El mundo del cine sigue de luto por la partida de Diane Keaton, una de las actrices más queridas y emblemáticas de Hollywood, quien falleció el pasado 11 de octubre a los 79 años. Cuatro días después de su muerte, su familia rompió el silencio y reveló la causa del fallecimiento: una serie de complicaciones derivadas de una neumonía.
En un comunicado difundido por la revista People, los familiares de la ganadora del Oscar por “Annie Hall” expresaron su profunda tristeza y agradecieron las muestras de apoyo recibidas:
“La familia Keaton está muy agradecida por los extraordinarios mensajes de amor y apoyo que han recibido estos últimos días en nombre de su querida Diane, fallecida el 11 de octubre a causa de una neumonía”.
Inicialmente, un portavoz de la familia había informado que la actriz murió en California, sin ofrecer mayores detalles y pidiendo privacidad “en este momento de gran tristeza”. Sin embargo, una fuente cercana explicó luego que la salud de Keaton “se deterioró repentinamente”, lo que resultó “devastador para sus seres queridos”.
Según la misma fuente, la intérprete pasó sus últimos meses en total discreción, rodeada únicamente por su familia más cercana, incluso sin que muchos de sus amigos más íntimos supieran la gravedad de su estado.

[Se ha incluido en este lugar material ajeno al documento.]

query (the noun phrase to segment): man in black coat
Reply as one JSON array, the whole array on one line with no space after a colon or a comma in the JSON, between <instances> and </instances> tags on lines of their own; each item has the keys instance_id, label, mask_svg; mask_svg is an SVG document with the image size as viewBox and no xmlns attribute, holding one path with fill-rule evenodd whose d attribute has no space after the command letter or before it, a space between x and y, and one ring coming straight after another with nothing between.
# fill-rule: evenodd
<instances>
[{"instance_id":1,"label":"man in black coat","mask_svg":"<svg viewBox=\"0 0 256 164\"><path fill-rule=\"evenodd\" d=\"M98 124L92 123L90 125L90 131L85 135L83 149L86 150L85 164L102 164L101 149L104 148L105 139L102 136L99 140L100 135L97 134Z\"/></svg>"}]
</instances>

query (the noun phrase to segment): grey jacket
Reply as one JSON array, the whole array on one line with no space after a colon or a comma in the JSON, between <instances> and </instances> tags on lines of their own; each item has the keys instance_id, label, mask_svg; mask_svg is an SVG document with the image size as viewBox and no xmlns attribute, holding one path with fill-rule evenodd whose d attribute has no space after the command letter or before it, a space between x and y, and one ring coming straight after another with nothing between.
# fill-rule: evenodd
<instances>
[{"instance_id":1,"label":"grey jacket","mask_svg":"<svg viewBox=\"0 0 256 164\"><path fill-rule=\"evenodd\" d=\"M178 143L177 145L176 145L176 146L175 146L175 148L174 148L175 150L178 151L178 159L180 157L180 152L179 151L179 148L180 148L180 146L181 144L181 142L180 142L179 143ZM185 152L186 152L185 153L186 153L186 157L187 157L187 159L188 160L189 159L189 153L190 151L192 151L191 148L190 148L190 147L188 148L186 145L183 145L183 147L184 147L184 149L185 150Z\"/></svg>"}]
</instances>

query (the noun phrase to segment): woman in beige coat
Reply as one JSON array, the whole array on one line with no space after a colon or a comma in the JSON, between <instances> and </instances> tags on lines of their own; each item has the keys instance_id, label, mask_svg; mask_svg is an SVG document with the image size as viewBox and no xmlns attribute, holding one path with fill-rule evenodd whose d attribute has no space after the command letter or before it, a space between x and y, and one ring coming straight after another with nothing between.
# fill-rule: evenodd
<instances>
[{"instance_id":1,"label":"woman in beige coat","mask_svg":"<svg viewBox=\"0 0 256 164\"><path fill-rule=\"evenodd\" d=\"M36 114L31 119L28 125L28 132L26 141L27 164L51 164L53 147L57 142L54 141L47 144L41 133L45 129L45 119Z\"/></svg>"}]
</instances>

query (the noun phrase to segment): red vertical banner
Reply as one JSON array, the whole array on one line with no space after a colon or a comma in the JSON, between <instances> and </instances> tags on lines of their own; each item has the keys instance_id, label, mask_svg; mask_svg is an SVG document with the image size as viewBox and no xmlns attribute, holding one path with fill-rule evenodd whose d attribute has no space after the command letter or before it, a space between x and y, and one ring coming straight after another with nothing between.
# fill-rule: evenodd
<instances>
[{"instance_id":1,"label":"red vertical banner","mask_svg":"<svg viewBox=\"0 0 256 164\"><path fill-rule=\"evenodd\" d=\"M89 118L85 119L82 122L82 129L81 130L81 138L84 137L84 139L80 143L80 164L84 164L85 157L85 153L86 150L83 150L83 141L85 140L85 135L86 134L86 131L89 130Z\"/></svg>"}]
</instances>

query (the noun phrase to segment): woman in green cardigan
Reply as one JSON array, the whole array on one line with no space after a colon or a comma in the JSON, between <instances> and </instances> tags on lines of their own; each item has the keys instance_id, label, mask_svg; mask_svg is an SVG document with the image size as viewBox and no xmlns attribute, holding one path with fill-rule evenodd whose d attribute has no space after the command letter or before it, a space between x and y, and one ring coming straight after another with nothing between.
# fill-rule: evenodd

Esta reserva generó especulaciones que ahora han quedado disipadas con el comunicado oficial.
La familia quiso además recordar las causas que más apasionaban a la actriz:
“Amaba a los animales y apoyaba firmemente a las personas sin hogar, por lo que cualquier donación en su memoria a un banco de alimentos local o a un refugio de animales sería un homenaje maravilloso y muy apreciado”.
Diane Keaton, quien protagonizó inolvidables películas como El Padrino, Cuando menos te lo esperas y Ricos y famosos, vivió grandes historias de amor junto a Woody Allen, Al Pacino y Warren Beatty, aunque nunca contrajo matrimonio. Años más tarde, decidió adoptar a sus dos hijos, Dexter y Duke, en 1996 y 2001 respectivamente, con quienes mantuvo una estrecha relación hasta el final.
Ganadora de un Oscar, dos Globos de Oro y un BAFTA, Keaton dejó un legado cinematográfico inmenso y una fortuna estimada en 100 millones de dólares, acumulada no solo por su carrera en el cine, sino también por su habilidad como restauradora de casas históricas.